Craig objects that if Crane is right, then he, Swinburne, Steve Meyer, William Dembski and other defenders of religious hypotheses must misunderstand religion, which he regards as implausible.

Craig does not reply to Hick’s view directly, but chiefly expresses surprise that I have supposedly so softened my view of theism that I am now willing to endorse Hick’s view that religious belief can be as rational as naturalism. (n.b., Actually, I have always regarded some religious belief as rational and some definitely not.) What, then, do I have against the apologetic enterprise that he represents? Why do I harshly characterize it as an attempt to “bludgeon” opponents into submission? After all, he is only trying to show that his belief is rational and not to show that atheists are irrational. Why do I persist in seeing the apologetic enterprise as coercive, i.e. as an effort to show not just that their belief is justified, but that mine is not? That is not his aim at all.

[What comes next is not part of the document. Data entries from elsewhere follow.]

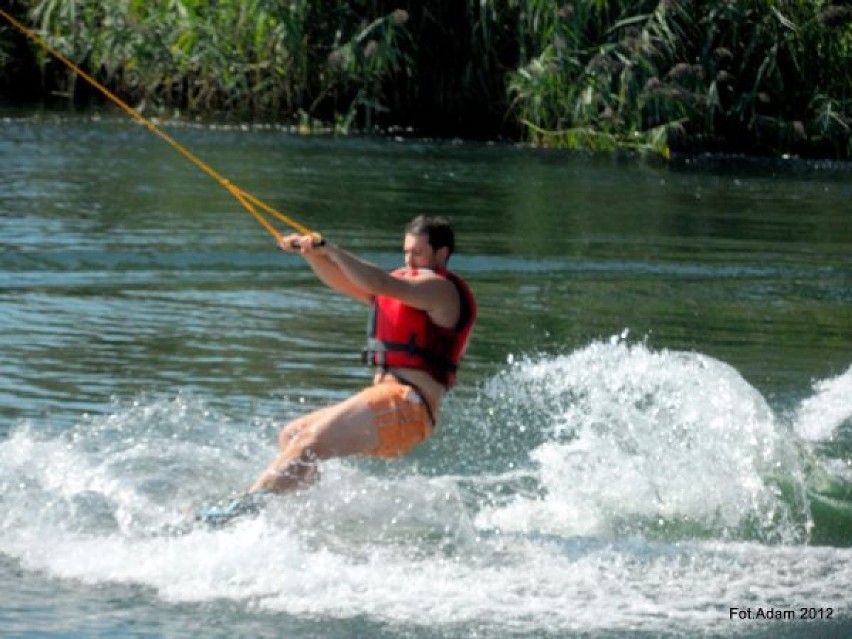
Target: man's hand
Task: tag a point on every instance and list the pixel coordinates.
(303, 244)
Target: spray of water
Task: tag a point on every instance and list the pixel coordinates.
(637, 484)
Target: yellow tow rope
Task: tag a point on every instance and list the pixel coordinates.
(249, 202)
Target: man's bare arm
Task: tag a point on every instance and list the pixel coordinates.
(325, 269)
(428, 292)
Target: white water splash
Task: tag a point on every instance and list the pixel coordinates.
(643, 440)
(633, 435)
(821, 416)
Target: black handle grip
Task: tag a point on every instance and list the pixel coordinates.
(319, 240)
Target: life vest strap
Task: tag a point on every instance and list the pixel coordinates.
(380, 348)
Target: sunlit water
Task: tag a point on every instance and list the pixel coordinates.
(654, 426)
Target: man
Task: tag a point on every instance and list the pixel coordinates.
(422, 316)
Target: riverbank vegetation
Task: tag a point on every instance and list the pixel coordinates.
(766, 77)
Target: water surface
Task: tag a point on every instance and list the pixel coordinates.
(653, 425)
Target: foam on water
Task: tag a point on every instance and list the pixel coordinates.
(657, 491)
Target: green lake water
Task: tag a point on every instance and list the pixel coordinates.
(653, 425)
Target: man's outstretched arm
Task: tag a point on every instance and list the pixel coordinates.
(326, 270)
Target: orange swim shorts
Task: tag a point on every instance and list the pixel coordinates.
(401, 416)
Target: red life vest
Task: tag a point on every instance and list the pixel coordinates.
(406, 337)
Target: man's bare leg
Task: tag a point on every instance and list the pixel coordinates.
(337, 431)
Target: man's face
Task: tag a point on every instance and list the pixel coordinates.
(418, 252)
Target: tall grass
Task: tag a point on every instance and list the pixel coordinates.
(256, 58)
(762, 76)
(768, 76)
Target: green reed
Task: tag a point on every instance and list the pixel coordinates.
(760, 76)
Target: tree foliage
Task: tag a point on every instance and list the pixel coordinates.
(760, 76)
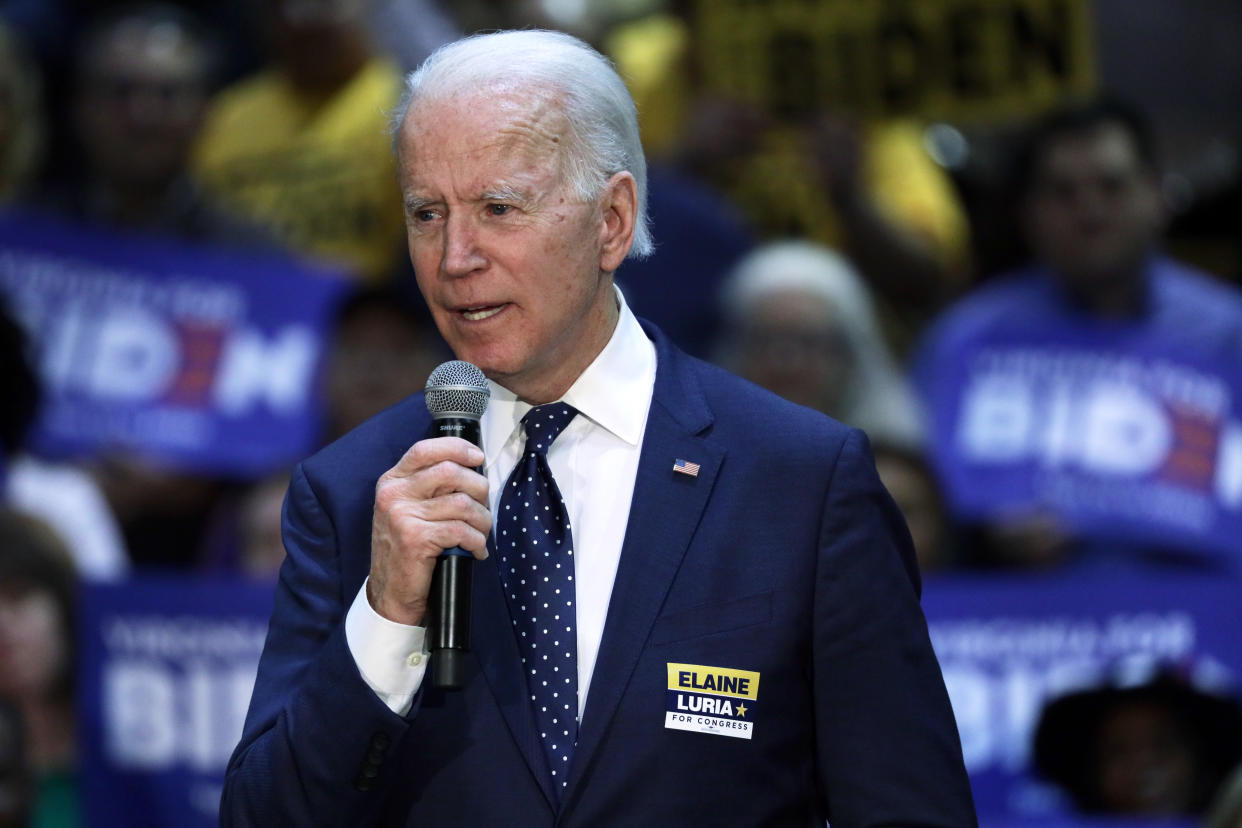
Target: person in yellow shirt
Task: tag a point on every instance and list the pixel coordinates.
(302, 147)
(870, 190)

I honestly do not know what to make of Craig’s claim here. Does he regard his Kalaam argument as a refutation of atheism? I cannot read his presentation and defense of that argument in any other way. In this case, the argument is not a modest claim about what he is justified in believing, but the much stronger and more aggressive claim that atheism is demonstrably false and groundless. In other words, he seems to be arguing that he is right and that atheists are dead wrong. Atheists, of course, have often argued that they are right and that Craig is wrong. The debate between apologists and atheists therefore does appear to have an oppositional and aggressive character; it is not about what one may believe but what others must believe. However, if I have been misreading Craig all these years, and his aim all along has only been to affirm the rationality of his view and not to debunk mine, then I would suggest that Hick’s position provides a much better basis for such a softer and gentler apologetic.

Finally, Craig invites listeners to look at my debate with him on the existence of God to see if I did indeed effectively criticize his theistic arguments. I also would like to extend that invitation. (I think that Craig is referring to our debate at Indiana University in February 2002, not the earlier one at Prestonwood Baptist Church.).